Following the Soviet Union’s dissolution in 1991, Armenia launched a full-blown war against Azerbaijan with the armed attack on the Nagorno-Karabakh region. The bloody war lasted until a ceasefire in 1994. Armenia's forces killed 30,000 Azerbaijanis and displaced one million throughout the hostilities, while forcibly occupied 20 percent of Azerbaijan’s internationally recognized territories – the Nagorno-Karabakh region and seven surrounding districts. Armenia continued to defy fulfilling four UN Security Council resolutions demanding the immediate withdrawal of the occupying forces from Azerbaijani lands and the return of internally displaced Azerbaijanis to their native lands.

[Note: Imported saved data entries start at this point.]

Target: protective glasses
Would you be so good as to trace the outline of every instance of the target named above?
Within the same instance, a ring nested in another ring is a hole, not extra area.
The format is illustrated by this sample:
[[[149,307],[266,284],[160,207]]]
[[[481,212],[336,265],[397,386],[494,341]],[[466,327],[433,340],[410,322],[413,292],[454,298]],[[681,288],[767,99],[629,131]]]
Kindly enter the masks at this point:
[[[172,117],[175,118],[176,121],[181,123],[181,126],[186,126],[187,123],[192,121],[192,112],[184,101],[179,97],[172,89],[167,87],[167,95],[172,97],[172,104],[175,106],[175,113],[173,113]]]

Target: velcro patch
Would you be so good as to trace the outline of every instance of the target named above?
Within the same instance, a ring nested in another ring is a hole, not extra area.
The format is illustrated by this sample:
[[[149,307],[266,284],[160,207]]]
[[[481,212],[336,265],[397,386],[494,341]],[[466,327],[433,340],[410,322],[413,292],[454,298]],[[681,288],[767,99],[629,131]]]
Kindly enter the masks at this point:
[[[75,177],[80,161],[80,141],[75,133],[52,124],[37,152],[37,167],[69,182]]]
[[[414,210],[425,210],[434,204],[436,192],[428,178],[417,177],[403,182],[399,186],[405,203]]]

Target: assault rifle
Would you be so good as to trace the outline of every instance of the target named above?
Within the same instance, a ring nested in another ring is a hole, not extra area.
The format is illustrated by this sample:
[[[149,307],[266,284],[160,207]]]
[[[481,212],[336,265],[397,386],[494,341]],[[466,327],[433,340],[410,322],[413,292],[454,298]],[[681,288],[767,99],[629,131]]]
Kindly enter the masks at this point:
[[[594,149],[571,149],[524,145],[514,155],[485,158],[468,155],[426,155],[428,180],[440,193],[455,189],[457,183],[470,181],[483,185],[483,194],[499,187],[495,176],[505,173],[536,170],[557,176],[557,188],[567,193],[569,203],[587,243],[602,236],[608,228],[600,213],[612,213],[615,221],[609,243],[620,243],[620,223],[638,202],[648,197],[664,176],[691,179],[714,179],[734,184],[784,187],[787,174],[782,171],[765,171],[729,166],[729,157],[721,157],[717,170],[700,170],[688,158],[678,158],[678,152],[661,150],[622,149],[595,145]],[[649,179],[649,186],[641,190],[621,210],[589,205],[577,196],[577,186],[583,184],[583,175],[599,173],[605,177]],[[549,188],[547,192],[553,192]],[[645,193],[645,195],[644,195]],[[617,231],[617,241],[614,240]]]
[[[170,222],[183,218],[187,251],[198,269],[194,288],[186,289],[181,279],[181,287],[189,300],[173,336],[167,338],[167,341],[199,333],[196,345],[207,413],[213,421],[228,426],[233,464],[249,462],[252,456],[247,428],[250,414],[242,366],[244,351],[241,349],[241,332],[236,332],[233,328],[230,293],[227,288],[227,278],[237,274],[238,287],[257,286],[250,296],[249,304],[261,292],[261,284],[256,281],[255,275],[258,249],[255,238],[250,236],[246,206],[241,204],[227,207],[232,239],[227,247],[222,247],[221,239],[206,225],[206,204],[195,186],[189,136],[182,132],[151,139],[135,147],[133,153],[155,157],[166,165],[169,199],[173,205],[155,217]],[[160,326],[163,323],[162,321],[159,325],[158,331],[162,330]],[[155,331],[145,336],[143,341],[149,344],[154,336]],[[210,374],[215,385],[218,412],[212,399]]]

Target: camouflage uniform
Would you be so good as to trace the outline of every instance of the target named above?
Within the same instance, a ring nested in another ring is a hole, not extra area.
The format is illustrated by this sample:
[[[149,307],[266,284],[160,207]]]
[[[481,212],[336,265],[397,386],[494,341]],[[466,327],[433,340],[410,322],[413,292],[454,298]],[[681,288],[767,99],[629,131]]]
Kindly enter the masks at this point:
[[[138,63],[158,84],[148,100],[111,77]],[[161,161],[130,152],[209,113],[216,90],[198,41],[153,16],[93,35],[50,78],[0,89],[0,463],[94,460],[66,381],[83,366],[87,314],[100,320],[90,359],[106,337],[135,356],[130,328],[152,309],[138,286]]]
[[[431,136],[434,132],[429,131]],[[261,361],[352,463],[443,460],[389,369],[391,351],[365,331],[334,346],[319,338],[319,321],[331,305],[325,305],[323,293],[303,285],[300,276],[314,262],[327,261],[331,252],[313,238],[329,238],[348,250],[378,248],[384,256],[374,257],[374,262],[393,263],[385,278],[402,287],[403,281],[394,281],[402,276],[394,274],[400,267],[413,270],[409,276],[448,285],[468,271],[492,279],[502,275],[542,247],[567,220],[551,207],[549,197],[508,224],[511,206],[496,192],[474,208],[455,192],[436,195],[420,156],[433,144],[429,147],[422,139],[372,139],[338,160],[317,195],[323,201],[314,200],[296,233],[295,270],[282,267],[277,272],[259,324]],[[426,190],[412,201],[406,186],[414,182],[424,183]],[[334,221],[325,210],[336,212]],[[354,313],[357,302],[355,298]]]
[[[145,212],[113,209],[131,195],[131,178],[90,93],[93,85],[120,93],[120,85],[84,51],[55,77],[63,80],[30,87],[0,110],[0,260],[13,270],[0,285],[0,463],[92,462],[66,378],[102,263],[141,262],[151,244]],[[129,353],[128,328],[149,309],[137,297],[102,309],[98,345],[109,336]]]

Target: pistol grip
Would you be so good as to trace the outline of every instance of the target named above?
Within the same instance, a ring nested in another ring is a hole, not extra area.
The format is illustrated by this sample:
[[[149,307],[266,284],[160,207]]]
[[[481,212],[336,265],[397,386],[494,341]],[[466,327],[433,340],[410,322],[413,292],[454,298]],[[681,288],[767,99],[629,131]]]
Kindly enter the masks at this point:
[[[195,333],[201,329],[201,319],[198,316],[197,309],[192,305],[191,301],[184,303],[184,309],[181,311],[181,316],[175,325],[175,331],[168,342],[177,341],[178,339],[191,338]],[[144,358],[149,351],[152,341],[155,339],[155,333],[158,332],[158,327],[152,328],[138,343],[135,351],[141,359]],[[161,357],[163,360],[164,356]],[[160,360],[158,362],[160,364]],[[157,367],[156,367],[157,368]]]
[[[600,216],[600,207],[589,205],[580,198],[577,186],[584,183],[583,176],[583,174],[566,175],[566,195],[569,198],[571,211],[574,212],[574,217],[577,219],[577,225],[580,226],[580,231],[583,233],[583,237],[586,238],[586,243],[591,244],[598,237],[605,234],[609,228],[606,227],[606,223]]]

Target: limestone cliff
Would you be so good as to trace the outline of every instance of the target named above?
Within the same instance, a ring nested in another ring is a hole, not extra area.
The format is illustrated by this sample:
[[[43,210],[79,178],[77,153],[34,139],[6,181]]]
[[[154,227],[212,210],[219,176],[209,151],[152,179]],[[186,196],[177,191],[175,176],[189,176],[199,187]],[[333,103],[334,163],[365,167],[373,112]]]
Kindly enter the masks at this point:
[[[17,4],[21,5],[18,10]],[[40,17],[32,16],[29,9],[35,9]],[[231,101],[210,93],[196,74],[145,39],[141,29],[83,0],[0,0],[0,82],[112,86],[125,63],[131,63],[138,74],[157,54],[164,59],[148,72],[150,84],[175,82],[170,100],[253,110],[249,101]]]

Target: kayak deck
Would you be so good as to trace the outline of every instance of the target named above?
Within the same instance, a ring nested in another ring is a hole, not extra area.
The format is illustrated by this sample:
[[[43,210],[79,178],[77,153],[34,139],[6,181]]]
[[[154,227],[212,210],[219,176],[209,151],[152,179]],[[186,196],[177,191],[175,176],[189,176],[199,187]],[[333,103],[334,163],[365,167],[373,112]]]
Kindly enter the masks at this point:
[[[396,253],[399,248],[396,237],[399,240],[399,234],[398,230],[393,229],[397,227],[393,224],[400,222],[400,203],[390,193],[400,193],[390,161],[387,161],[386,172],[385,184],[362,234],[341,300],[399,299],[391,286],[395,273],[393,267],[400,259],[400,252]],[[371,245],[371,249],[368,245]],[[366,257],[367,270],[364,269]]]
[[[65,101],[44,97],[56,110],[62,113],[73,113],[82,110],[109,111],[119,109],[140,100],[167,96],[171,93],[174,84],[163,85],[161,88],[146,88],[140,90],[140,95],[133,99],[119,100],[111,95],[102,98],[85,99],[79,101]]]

The conflict spiraled on September 27 following the artillery shelling of Azerbaijani military positions and civilian settlements by Armenia's forces deployed in the occupied lands of Azerbaijan. Uninterrupted attacks of the Armenian troops triggered counter-offensive measures by the Azerbaijani forces. An intense exchange of fire and deployment of military materiel to the frontline by both sides shifted the clashes into a full-blown war.

Armenia has continuously targeted densely populated civilian areas in Azerbaijan with a missile fire during the hostilities, including the country's second-largest city of Ganja with Russian-made SCUD/Elbrus operative-tactical ballistic missiles in October. However, some media reports claimed that Ganja was hit by Iskander missiles, according to Ruslan Pukhov, head of the Russia-based Center for Analysis of Strategies and Technologies. Attacks on Ganja about 60 kilometers from the battlefield killed at least 23 civilians and injured over 60 others.

Armenia's deadliest attack on civilians was reported in the Barda city of Azerbaijan on October 27 and 28. Human Rights Watch revealed that Armenia's forces used the prohibited Russian-made Smerch cluster missiles to kill 27 civilians and injure 107 others in two consecutive attacks on the city that is home to 40,000 people and locates 30 kilometers far from the battle zone in the Karabakh region.

As of November 9, when fighting in the Karabakh region was halted with the signing of a ceasefire statement between Azerbaijan, Armenia, and Russia, the armed forces of Armenia killed a total of 93 Azerbaijani civilians and wounded 407 others. About 504 civilian facilities and 120 multi-story residential buildings have been destroyed by the Armenian troops in Azerbaijan throughout the 44-day-long fighting.